Surefire SF12-BB Box of 12 123A 3... https://www.amazon.com/dp/B000UX93OQ/?tag=cpf0b6-20


----------



## Lynx_Arc (Dec 7, 2019)

scsiguru said:


> Sorry...I did mean CR123A. Here’s the ones I used in my Fenix
> 
> Surefire SF12-BB Box of 12 123A 3... https://www.amazon.com/dp/B000UX93OQ/?tag=cpf0b6-20



If it can use an 18650 I suggest you invest in a couple of them and a decent charger it will be worth the money if you use it often.


----------



## scsiguru (Dec 7, 2019)

Lynx_Arc said:


> If it can use an 18650 I suggest you invest in a couple of them and a decent charger it will be worth the money if you use it often.



Will do...looking at either a Fenix or Nitecore headlamp.


----------



## Lynx_Arc (Dec 7, 2019)

scsiguru said:


> Will do...looking at either a Fenix or Nitecore headlamp.



I have a Fenix HL60R and a Wowtac A2S and like them both.
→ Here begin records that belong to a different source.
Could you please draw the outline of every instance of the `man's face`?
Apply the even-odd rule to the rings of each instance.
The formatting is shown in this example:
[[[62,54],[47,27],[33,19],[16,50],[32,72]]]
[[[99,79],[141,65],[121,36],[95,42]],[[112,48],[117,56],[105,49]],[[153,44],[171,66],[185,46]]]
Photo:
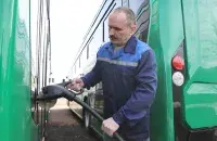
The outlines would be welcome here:
[[[108,34],[111,42],[115,46],[125,46],[131,35],[135,34],[136,25],[129,24],[123,12],[114,12],[108,17]]]

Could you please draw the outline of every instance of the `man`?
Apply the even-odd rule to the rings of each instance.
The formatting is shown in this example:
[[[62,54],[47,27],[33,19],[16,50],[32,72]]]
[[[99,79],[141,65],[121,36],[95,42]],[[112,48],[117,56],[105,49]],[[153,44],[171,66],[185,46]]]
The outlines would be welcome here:
[[[128,8],[115,9],[108,16],[111,42],[98,51],[93,69],[74,79],[69,88],[79,91],[102,81],[102,130],[108,136],[119,130],[126,141],[148,141],[156,61],[153,50],[133,36],[136,29],[135,13]]]

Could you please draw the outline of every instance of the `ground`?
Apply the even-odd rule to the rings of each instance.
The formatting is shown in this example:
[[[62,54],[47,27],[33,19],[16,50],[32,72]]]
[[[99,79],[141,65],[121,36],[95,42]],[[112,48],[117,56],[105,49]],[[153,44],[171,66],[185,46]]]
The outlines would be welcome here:
[[[72,114],[65,99],[59,99],[50,111],[47,141],[98,141]]]

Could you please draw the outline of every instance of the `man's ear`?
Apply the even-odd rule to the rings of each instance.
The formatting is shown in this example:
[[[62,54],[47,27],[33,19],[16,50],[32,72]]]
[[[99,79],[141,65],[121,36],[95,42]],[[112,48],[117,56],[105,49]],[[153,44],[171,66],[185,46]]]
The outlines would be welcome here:
[[[131,31],[132,31],[132,35],[137,31],[137,25],[136,24],[131,25]]]

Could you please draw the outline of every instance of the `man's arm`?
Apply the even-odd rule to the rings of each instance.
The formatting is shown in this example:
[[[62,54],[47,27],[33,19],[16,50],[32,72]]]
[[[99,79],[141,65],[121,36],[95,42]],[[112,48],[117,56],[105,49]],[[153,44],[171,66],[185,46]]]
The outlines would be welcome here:
[[[81,80],[85,84],[85,88],[90,89],[90,87],[93,87],[94,85],[97,85],[98,82],[102,80],[101,70],[102,70],[101,64],[97,60],[97,63],[94,67],[92,68],[92,70],[86,74],[84,77],[81,77]]]
[[[146,115],[146,110],[154,101],[157,76],[155,54],[152,50],[148,50],[142,54],[136,79],[137,87],[130,99],[113,115],[113,119],[119,125],[125,120],[137,123],[138,119]]]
I've no knowledge of Nitecore headlamps.


----------



## Loverofthelight (Dec 27, 2019)

Upon your requirements, Fenix HL18R and HL18RW would be pretty good choices - 80 grams, compatibility with AAA battery, rechargeable ability, 500 lumens output. 
You deserve it!


----------



## scsiguru (Jan 4, 2020)

I've pretty much narrowed down my search to either a Fenix or Zebralight headlamp and I will go with the models which used the 18650 batteries. So which models from the Fenix or the Zebralight lineup work best for my needs?


----------



## Stefano (Jan 4, 2020)

scsiguru said:


> I've pretty much narrowed down my search to either a Fenix or Zebralight headlamp and I will go with the models which used the 18650 batteries. So which models from the Fenix or the Zebralight lineup work best for my needs?



Paint a room?
I recommend Zebralight H604c
Wide beam without spot, warm color, Hi Cri led


----------



## Glock27 (Jan 8, 2020)

Stefano said:


> Paint a room?
> I recommend Zebralight H604c
> Wide beam without spot, warm color, Hi Cri led



^This! Hooked a drywalling buddy up with a 604C and he doesn't set up 110V lights anymore...

G27


----------